We extend the log function to remove old entries after a defined retention period.

In [8]:
def log_decision_with_retention(user_id, input_summary, model_version, output, store, retention_days=30):
    # 1. Add new entry
    timestamp = datetime.now(timezone.utc).isoformat().replace('+00:00', 'Z')
    entry = {
        'timestamp': timestamp,
        'user_id': user_id,
        'input': input_summary,
        'output': output
    }
    store.append(entry)
    
    # 2. Apply retention (cleanup)
    cutoff = datetime.now(timezone.utc) - timedelta(days=retention_days)
    
    # Filter list to keep only recent logs
    # In a real DB, this would be a DELETE query
    original_count = len(store)
    store[:] = [
        log for log in store
        if datetime.fromisoformat(log['timestamp'].replace('Z', '+00:00')) > cutoff
    ]
    removed = original_count - len(store)
    
    if removed > 0:
        print(f"[MAINTENANCE] Removed {removed} old log entries.")

# Test it
audit_store = []

# Add an old entry manually
old_timestamp = (datetime.now(timezone.utc) - timedelta(days=40)).isoformat().replace('+00:00', 'Z')
audit_store.append({'timestamp': old_timestamp, 'data': 'old'})

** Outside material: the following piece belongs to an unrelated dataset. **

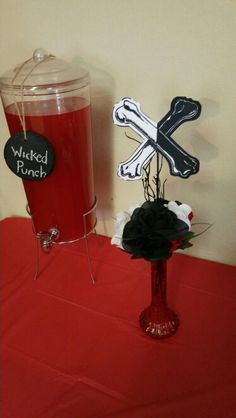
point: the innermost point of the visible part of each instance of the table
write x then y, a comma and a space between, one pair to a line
71, 349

log_decision_with_retention('user-new', 'test', 'v1', 'result', audit_store, retention_days=30)
print(f"Current log size: {len(audit_store)}")

[MAINTENANCE] Removed 1 old log entries.
Current log size: 1


### Solution 3: Technical documentation outline

For a high-risk system, Article 11 requires detailed documentation. A minimal outline includes:

1.  **System description:**
    *   Intended purpose (what does it do?).
    *   Intended users (who uses it?).
    *   Hardware/software requirements.
2.  **Development process:**
    *   **Data:** Source of training data, bias checks performed, data lineage.
    *   **Model:** Architecture choice, training methodology, validation metrics (accuracy, F1-score).
3.  **Risk management:**
    *   List of foreseeable risks (e.g., bias against non-native speakers).
    *   Mitigation measures (e.g., human-in-the-loop review).
4.  **Monitoring:**
    *   How the system is logged.
    *   Post-market monitoring plan.

---

### Solution 4: GDPR overlaps

The AI Act and GDPR complement each other:

*   **Lawful basis (GDPR Article 6):** You still need a lawful basis (e.g., consent or legitimate interests) to process the *personal data* used to train or run the AI.
*   **Automated decision-making (GDPR Article 22):** If the AI makes significant decisions without meaningful human involvement, GDPR provides a right to human review. The AI Act reinforces this via the "human oversight" requirement.
*   **DPIA (GDPR Article 35):** A high-risk AI system will often require a data protection impact assessment (DPIA) because it can involve systematic and extensive evaluation of people.